Her unique style of rendering landscapes in oil raised a number of interesting questions during her Nov. 13 artist talk at Brenau. Many of them related to colors and the amount of abstraction that characterizes her work.
“You need to see things your own way. There is no right or wrong way to see,” she explained. “I paint landscapes, but this doesn’t mean I show every item exactly as it is.” One of her favorite anecdotes involved a little girl watching her paint at the shore of a lake. “I’m painting that boat,” she replied when the girl asked about the subject of her work. Her young visitor examined the painting in progress, and finally asked, “Where’s the boat?”
An audience new to her style may first see a collection of paint dabs in many different colors. After stepping back and looking at a painting from greater distance, shapes and depths evolve.

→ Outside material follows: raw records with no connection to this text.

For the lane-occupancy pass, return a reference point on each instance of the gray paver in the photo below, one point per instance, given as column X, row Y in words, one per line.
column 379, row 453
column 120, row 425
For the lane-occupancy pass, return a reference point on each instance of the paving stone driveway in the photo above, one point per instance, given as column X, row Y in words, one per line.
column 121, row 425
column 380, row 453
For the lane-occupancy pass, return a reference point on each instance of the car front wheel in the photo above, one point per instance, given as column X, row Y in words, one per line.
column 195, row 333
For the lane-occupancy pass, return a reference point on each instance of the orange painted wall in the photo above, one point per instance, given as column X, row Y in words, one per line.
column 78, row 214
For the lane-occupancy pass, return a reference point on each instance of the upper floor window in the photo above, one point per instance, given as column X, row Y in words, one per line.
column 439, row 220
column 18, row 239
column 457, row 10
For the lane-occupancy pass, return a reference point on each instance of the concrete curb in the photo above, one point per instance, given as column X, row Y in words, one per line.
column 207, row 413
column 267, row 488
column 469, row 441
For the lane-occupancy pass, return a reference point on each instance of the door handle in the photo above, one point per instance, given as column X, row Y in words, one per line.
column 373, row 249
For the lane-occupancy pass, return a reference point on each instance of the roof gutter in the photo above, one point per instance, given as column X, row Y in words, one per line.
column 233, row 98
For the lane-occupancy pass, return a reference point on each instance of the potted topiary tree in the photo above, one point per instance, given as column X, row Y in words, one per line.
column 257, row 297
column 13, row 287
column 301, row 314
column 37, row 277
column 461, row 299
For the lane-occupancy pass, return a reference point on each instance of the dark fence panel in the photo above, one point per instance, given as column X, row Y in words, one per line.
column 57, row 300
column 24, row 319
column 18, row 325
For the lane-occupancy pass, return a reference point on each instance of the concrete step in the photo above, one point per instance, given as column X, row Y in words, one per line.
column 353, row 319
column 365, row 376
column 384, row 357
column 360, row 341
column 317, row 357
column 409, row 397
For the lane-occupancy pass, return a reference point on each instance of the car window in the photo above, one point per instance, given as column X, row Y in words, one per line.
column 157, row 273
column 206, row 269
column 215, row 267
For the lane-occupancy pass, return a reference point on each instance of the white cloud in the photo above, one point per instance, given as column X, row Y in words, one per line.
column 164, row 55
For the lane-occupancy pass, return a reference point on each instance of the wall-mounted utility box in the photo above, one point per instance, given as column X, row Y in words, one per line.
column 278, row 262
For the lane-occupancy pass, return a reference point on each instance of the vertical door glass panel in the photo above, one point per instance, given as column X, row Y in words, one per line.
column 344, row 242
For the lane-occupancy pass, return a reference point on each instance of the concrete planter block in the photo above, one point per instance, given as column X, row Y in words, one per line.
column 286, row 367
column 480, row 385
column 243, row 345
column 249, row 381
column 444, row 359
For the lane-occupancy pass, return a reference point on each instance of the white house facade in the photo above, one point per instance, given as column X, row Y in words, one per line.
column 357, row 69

Tranquil hues of blue and green are interspersed with loud specs of orange, standing out like exclamation marks in the landscape renditions.
“I paint nature,” Li said. “Nature is not smooth. It’s messy. It’s many different things.”
The attending students, including education and humanities majors among those from the Art & Design Department, took away a sense of enrichment. “This is done differently than I have ever seen,” said Qingyuan Zhu, a graduate student of interior design. “It opens a whole new way of looking at the world.”